Chciała być taka jak on. Chciała zostać Hokage.
Boruto
z kolei był zupełnie inny. Nie miał żadnych aspiracji do tego tytułu, za to już
od pierwszego spotkania zafascynował się Sasuke. Rywal jego ojca był według
niego „zajebisty” i to od niego chciał się uczyć. I pokonać „staruszka”. Ale w
uczciwej walce i tylko dla satysfakcji. Bo nie miał już do niego żalu, że jest
wiecznie zapracowany i nie poświęca zbyt dużo czasu rodzinie. Powoli zaczynał
naprawdę rozumieć, z czym wiąże się stanowisko Hokage.
Naruto
zrobił to, o co poprosiła go Sakura. W dzień nie kręcił się w pobliżu Sasuke, a
o to jej najwyraźniej właśnie chodziło. Chciała z nim pobyć i porozmawiać, więc
nie utrudniał tego. Co prawda do tej pory raczej kiepsko jej chyba szło, bo ich
relacje nie uległy zmianie, ale dziś…
Dziś
rano Naruto dostał od Sasuke jastrzębia z listem. Treść wiadomości była krótka i
zwięzła: Musimy porozmawiać. Dlatego
też pojawił się w szpitalu już około południa, łudząc się, że może Sakury
akurat nie będzie. Ale była i sądząc po jej minie, coś się stało. Coś, co
kazało mu sadzić, że wróciła jej nadzieja na szczęśliwe zakończenie. Nawet nie
protestowała, jak zawsze gdy usiadł na łóżku Sasuke.

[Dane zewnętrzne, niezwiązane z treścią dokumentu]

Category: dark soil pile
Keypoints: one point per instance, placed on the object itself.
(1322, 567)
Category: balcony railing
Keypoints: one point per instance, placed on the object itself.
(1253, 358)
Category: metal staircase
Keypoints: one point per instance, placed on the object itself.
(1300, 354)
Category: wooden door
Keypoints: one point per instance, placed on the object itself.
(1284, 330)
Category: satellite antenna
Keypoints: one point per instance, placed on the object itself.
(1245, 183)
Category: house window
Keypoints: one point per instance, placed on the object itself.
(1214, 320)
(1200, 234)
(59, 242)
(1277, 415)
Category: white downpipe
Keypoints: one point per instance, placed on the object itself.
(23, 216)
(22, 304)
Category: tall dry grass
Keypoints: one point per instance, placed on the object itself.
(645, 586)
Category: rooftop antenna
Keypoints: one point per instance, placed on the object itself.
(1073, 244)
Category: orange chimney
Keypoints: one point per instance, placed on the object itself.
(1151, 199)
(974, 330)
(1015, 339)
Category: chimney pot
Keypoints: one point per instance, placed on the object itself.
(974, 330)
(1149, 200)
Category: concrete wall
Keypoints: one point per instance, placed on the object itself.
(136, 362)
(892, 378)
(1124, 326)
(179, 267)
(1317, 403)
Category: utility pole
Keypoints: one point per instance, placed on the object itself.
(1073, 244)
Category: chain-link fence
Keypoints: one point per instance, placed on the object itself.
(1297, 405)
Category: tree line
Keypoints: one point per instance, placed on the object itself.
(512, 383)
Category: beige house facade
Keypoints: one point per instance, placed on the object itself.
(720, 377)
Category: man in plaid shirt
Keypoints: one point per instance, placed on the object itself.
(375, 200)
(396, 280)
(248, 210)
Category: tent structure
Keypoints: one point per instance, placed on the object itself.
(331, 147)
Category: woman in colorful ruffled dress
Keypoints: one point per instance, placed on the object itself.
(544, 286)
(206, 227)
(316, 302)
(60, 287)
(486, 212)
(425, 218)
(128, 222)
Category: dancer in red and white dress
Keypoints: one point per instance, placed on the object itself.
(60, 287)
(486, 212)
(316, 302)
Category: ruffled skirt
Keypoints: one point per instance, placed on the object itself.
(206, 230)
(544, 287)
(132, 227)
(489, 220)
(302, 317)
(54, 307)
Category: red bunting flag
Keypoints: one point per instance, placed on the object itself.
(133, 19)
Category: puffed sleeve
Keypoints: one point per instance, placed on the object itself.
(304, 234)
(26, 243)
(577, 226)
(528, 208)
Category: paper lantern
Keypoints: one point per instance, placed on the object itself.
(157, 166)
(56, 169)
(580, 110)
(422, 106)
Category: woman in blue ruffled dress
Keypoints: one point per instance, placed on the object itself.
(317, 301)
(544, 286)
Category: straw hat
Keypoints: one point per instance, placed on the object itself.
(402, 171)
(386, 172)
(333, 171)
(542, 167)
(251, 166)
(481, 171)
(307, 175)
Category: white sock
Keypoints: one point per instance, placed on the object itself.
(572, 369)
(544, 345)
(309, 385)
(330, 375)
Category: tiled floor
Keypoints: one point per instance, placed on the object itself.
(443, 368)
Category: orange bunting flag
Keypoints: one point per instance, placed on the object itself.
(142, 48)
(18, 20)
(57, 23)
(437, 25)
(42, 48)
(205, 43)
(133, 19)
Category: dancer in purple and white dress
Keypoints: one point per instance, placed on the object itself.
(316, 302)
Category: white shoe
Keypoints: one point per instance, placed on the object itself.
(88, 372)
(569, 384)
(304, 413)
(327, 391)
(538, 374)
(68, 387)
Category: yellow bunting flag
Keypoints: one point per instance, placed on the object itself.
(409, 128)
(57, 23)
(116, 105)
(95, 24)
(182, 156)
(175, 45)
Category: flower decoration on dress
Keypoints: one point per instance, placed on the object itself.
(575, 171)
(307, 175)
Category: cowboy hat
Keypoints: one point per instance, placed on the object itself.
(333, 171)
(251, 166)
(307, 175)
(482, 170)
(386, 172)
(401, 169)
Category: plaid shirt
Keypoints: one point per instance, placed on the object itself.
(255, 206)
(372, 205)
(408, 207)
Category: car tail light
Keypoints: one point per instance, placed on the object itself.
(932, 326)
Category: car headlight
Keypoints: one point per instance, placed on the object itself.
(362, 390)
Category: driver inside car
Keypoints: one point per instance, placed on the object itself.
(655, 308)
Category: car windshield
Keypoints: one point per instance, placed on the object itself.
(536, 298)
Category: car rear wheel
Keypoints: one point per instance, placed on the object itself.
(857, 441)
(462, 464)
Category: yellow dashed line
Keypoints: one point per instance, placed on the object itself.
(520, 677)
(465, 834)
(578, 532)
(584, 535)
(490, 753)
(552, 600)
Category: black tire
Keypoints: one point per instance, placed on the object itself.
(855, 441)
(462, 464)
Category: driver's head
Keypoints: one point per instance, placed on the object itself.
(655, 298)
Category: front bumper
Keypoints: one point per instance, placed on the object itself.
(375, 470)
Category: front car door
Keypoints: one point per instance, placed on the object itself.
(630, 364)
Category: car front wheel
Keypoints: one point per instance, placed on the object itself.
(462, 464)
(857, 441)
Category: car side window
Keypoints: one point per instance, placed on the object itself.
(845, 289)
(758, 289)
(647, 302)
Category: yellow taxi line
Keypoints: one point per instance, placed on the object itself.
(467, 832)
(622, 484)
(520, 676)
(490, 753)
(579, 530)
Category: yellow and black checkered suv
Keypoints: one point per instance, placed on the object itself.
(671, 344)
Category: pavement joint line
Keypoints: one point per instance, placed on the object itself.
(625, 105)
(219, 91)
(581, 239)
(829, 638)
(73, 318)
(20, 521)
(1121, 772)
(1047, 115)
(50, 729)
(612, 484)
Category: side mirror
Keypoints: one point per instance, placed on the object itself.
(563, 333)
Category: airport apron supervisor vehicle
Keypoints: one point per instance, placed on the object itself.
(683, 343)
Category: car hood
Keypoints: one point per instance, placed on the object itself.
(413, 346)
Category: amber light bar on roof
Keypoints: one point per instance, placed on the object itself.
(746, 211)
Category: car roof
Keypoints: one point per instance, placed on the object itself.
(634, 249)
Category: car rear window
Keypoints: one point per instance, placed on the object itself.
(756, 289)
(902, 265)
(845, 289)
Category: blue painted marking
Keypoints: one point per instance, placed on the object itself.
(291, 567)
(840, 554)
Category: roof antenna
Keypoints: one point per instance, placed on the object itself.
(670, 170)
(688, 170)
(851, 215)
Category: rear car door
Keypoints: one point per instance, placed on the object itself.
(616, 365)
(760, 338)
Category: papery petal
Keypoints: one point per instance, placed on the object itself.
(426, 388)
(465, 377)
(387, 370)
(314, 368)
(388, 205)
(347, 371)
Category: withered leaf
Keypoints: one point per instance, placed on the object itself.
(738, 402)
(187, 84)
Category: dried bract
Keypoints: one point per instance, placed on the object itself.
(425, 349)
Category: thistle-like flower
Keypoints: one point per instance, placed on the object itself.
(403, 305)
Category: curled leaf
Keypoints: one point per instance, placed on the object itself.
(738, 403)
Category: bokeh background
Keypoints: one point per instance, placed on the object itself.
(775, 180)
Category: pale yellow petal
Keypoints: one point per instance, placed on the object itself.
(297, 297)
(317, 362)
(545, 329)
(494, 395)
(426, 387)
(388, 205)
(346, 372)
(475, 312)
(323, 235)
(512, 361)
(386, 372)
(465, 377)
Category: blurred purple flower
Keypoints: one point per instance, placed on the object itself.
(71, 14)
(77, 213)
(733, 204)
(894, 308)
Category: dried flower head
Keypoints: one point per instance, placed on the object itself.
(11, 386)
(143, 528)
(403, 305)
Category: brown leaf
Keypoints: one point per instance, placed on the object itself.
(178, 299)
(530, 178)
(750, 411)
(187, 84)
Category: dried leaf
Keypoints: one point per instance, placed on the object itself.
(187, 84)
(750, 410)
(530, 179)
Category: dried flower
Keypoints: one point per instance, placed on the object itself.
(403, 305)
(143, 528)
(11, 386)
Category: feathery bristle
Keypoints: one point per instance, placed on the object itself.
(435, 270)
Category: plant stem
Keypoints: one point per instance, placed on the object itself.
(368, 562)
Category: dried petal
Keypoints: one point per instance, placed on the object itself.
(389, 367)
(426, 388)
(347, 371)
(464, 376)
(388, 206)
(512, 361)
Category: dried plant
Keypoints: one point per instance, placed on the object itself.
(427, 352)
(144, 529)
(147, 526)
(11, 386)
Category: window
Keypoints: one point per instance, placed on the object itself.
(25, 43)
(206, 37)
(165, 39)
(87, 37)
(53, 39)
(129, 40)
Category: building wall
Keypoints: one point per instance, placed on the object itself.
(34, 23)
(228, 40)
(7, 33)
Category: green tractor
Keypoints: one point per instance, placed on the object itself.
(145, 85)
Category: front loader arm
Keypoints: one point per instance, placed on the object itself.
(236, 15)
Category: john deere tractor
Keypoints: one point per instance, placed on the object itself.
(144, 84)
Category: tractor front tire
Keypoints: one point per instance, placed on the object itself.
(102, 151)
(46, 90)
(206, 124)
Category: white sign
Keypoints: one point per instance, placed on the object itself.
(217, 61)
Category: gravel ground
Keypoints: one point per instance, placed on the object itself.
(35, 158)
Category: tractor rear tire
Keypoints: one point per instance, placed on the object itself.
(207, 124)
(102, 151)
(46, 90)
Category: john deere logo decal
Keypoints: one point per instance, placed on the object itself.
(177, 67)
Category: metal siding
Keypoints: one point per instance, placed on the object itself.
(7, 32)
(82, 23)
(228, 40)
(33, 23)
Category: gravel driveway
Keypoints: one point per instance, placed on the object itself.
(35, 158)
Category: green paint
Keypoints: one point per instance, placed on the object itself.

Spojrzał wtedy dyskretnie
na swojego przyjaciela, ale ten tylko pokręcił lekko głową i rzucił szybkie
spojrzenie na zegar wiszący na ścianie. Nietrudno było się domyślić, o co mu
chodzi. Ich umowna pora, druga w nocy. Teraz najwyraźniej nie mógł mu nic
powiedzieć i Naruto był pewien, że temat będzie dotyczył Sakury. Jego żony.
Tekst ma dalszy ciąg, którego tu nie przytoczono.